[mapguide-internals] MapGuide RFC 112 - sqlite based tile cache

Trevor Wekel trevor_wekel at otxsystems.com
Fri May 13 13:58:08 EDT 2011


Ok.  TMS makes sense from a mapagent perspective.  For the SQLite schema, we may want to include any metadata required to generate the various TMS xml responses.  A single SQLite database per map would be the easiest to manage.  A directory of map databases could be queried for information like the name of the map definition assuming we define common metadata table(s).

This could be a fairly involved project to implement - database integration in MapGuide, SQLite database schema, new MgTileService APIs and "under the covers" implementation, mapagent support for TMS, scripts to move file based tile caches into SQLite-based tile caches, etc.  This feels like a large project to me - possibly weeks or months of work.

As part of this work, we may also want to consider embedding PNG8 palette information into the MapDefinition and enhancing the MapDefinition to reference external tile sets via TMS.  TMS support in the Ajax and Fusion clients would have to be implemented if it's not already present.  We may also want to look at the OGC Web Map Tile Service as a future item.

Regards,
Trevor


-----Original Message-----
From: mapguide-internals-bounces at lists.osgeo.org [mailto:mapguide-internals-bounces at lists.osgeo.org] On Behalf Of Zac Spitzer
Sent: May 13, 2011 11:16 AM
To: MapGuide Internals Mail List
Subject: Re: [mapguide-internals] MapGuide RFC 112 - sqlite based tile cache

The block size I'm using is 4096, but there are many files in the tile cache
which are
one color and only 400 odd bytes, but others are 40k or more.
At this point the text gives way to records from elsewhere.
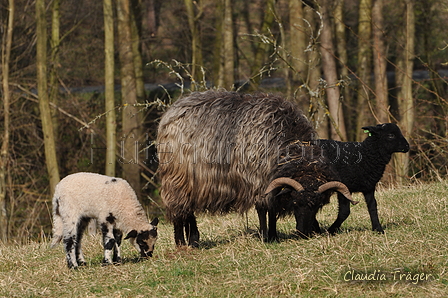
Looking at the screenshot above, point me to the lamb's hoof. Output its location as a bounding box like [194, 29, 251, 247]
[101, 260, 113, 267]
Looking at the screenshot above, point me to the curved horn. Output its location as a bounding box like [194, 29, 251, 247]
[264, 177, 304, 195]
[317, 181, 359, 205]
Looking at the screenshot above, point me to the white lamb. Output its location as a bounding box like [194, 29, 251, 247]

It's
impossible
to tune the disk use effectively.

With a map base the size of Australia, it becomes really impractical to
backup the tile cache.

A nightly backup of 40GB of files is no problem for my clients, but the
sheer volume
of files presents a lot of trouble in terms of processing time. Disks also
get extremely
fragmented due to the sparodic way the tiles are written out to disk. Also
some IT
departments run everything on a SAN, so the waste of disk space does become
a real
issue cost wise.

The existing performance is good, there's much more to gain from adding http
cache
headers to the tile responses and offloading requests to proxy/cdn.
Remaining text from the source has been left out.